11. Challenges & Mitigation
1: Class Imbalance in Original Dataset
Problem: Original DAiSEE dataset label distribution is skewed. Mitigation Strategy: Applied data augmentation targeting underrepresented classes to reach exactly 5,000 samples per class (10,000 total). Implemented weighted BCEWithLogitsLoss with pos_weight factor to upweight positive class loss during backpropagation.

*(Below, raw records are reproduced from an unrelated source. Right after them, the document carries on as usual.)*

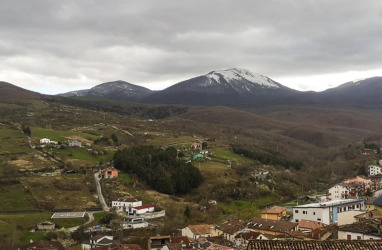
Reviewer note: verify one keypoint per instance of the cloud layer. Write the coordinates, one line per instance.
(57, 46)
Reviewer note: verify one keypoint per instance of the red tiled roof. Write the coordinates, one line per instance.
(144, 206)
(274, 210)
(271, 225)
(43, 245)
(181, 239)
(312, 225)
(129, 247)
(127, 199)
(248, 235)
(200, 229)
(317, 245)
(232, 226)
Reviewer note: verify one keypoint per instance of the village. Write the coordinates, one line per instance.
(348, 212)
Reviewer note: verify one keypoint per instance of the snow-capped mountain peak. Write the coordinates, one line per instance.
(238, 75)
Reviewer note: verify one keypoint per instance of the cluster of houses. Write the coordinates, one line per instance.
(135, 213)
(354, 187)
(69, 143)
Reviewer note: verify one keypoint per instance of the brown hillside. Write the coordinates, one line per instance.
(12, 93)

2: Balancing Model Size vs. Accuracy
Problem: Standard ResNet-50 or EfficientNet models (50–100 MB) are too large for edge deployment, simpler CNNs (< 1 MB) sacrifice accuracy. Mitigation Strategy: Chose MobileNetV2 (2.3 M parameters, 3.5 MB) as architecture designed for mobile/edge deployment with ImageNet pre-training available
3: Inference Latency Too High for Real-Time Deployment
Problem: Original FP32 model required 23.16 ms to run inference on one frame, which is practically slower on low-resource environment. Mitigation Strategy: Evaluated three compression techniques with rigorous accuracy trade-off analysis: INT8 Quantization (FX graph mode): 3.4× speedup with 0.06% accuracy drop, Unstructured L1 Pruning: Maintained accuracy but no real file-size benefits without sparse runtime, Structural Pruning: Strongest compression but required fine-tuning and larger accuracy drop.
- Selected INT8 quantization as the optimal trade-off between performance and accuracy.
- Enabled efficient real-time inference on standard CPU-based systems without specialized hardware.
12. References
[1] A Gupta, A DCunha, K Awasthi, V Balasubramanian, DAiSEE: Towards User Engagement Recognition in the Wild, arXiv preprint: arXiv:1609.01885
[2] AI-based tools (Gemini and ChatGPT) were used to assist in certain parts of the implementation, including structured pruning techniques, visualization design, and data preprocessing and resolving implementation errors. All outputs were reviewed and validated by us.